CM Bhajanlal Says MGNREGA Failed to Fully Meet Rural Jobs Goal
Synopsis
Key Takeaways
The Chief Minister's Office of Rajasthan posted on X on 3 July 2026, quoting Chief Minister Bhajanlal Sharma as stating that the Mahatma Gandhi National Rural Employment Guarantee Act (MGNREGA) was introduced to guarantee employment in rural areas but has not fully succeeded in its intended purpose. The remark was posted under the hashtag #आपणो_अग्रणी_राजस्थान ('Our Leading Rajasthan'), the branding campaign for the state government's development agenda.
Context
Sharma's statement, as shared by the CMO, reads in translation: 'मनरेगा को ग्रामीण क्षेत्रों में रोजगार की गारंटी देने के लिए लाया गया था, लेकिन यह अपने मकसद में पूर्ण सफल नहीं हो पाया।' ('MGNREGA was brought in to guarantee employment in rural areas, but it has not been fully successful in its purpose.'). The comment represents a direct critique of a flagship central scheme by a sitting state chief minister, and places the remark firmly within the ruling party's framing of rural development in Rajasthan.
The post did not cite a specific data point, event, or policy announcement as the immediate trigger for the remark. It was accompanied by one image and carried the hashtag associated with the state government's broader governance and development narrative.
Policy Backdrop
MGNREGA was enacted by Parliament in 2005 under the National Rural Employment Guarantee Act and later renamed. The scheme guarantees up to 100 days of wage employment annually to rural households willing to do unskilled manual work. It remains one of the largest public works programmes in the world by coverage.

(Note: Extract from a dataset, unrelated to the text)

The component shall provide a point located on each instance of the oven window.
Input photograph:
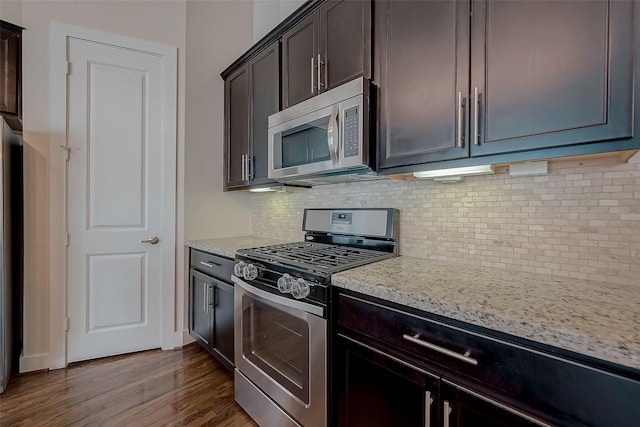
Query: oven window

Rajasthan, which has a large rural population and is prone to drought, has historically been one of the highest-utilising states under MGNREGA. The state government has, in previous years, added state-funded supplementary days or wage top-ups during drought conditions. Under CM Bhajanlal Sharma, who took office in December 2023, the state has positioned its own employment and skill-development initiatives as addressing gaps in centrally designed schemes.
Stakeholders and Impact
The primary beneficiaries of MGNREGA are rural households and agricultural labourers, particularly those without access to formal employment. Any shift in state policy or supplementary programming would most directly affect these groups across Rajasthan's vast rural belt.
Critiques of MGNREGA by state governments — including those from the same party as the central government — have typically focused on design rigidity, delays in wage payments, and limited local flexibility in choosing work types. Such federal bargaining over scheme guidelines and funding shares is a recurring feature of centre-state relations in welfare delivery.
What's Next
The remark signals that the Rajasthan government may be laying the groundwork for announcing supplementary rural employment measures or pushing for greater state autonomy in implementing MGNREGA. Observers will watch the state assembly sessions and upcoming central-state coordination meetings on the scheme for any concrete policy follow-through.
If the state does announce parallel or enhanced rural employment programmes, the framing of MGNREGA's limitations would serve as a political and administrative justification. The hashtag #आपणो_अग्रणी_राजस्थान suggests the critique is being embedded within a larger narrative of Rajasthan charting its own development path.